Frequently Asked Questions
"What Is The Federal Reserve's Role?"
The Federal Reserve System was created in 1913 when Congress passed the Federal Reserve Act. This Act established the Federal Reserve Board together with 12 regional Federal Reserve Banks which essentially act as our central bank to handle government transactions, coordinate and control commercial banks, and most importantly help control the nations’ money supply and credit conditions.
The most powerful committee within the FED is the Federal Open Market Committee (FOMC). It consists of twelve members five of who are representatives from the 12 districts and a seven-man Board of Governors. This committee meets every six weeks and it is their duty to establish a current position on the interest rate climate. If they believe that the economy is over heated, they will tend to tighten interest rates and if the economy is contracting, they will tend to ease interest rates. While there are several methods used to ease and tighten credit, the most prevalent is changing the discount rate. This is the rate at which commercial banks can borrower from the FED. The theory is if the commercial banks can borrower at lower rates, then they should make lower rates available to their customers (the consumers). Conversely, if the cost of borrowing increases for the commercial banks, the banks will pass that onto their customers.
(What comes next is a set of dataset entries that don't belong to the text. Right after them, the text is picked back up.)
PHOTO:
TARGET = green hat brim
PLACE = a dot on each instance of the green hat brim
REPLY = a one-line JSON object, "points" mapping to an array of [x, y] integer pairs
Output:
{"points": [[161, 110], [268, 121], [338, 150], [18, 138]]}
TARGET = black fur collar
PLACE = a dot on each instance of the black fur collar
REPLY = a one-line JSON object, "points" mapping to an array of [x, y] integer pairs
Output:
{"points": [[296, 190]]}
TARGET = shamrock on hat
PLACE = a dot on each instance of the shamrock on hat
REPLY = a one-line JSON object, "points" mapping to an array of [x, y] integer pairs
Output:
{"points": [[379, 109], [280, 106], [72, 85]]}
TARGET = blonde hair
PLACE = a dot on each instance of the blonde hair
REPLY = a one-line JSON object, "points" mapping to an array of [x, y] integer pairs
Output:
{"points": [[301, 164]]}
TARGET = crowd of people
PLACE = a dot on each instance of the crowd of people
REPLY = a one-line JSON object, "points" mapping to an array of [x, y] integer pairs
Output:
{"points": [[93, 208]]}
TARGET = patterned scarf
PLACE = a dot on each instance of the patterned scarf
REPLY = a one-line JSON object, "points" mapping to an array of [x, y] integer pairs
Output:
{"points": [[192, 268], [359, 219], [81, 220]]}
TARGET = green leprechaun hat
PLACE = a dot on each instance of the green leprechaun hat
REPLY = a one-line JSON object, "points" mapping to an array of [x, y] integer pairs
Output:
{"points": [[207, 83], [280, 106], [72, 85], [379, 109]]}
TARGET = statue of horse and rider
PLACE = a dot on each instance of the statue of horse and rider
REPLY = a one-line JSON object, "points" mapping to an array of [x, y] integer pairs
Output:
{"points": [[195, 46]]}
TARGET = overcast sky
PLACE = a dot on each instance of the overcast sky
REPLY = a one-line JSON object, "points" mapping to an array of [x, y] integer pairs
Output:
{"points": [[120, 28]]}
An example of how this works is as follows. If the economy is sluggish and the FED wants to increase economic activity they will attempt to motivate the consumer to increase spending (since 2/3 of the economy is the result of consumer spending activity). If you have a consumer sitting on the sideline not wanting to purchase that car, refrigerator, computer etc, by making the cost of borrowing cheap enough at some point the consumer will ultimately make that purchase, which in turn helps the economy expand out of that sluggish phase. Conversely, if the economy is over heated (expanding too rapidly resulting in increased inflationary pressure…..too many dollars chasing too few goods), the FED will act by increasing the discount rate which will make the cost of purchasing that item much higher so that the consumer decides not to purchase. This ultimately will result in an economic slowdown.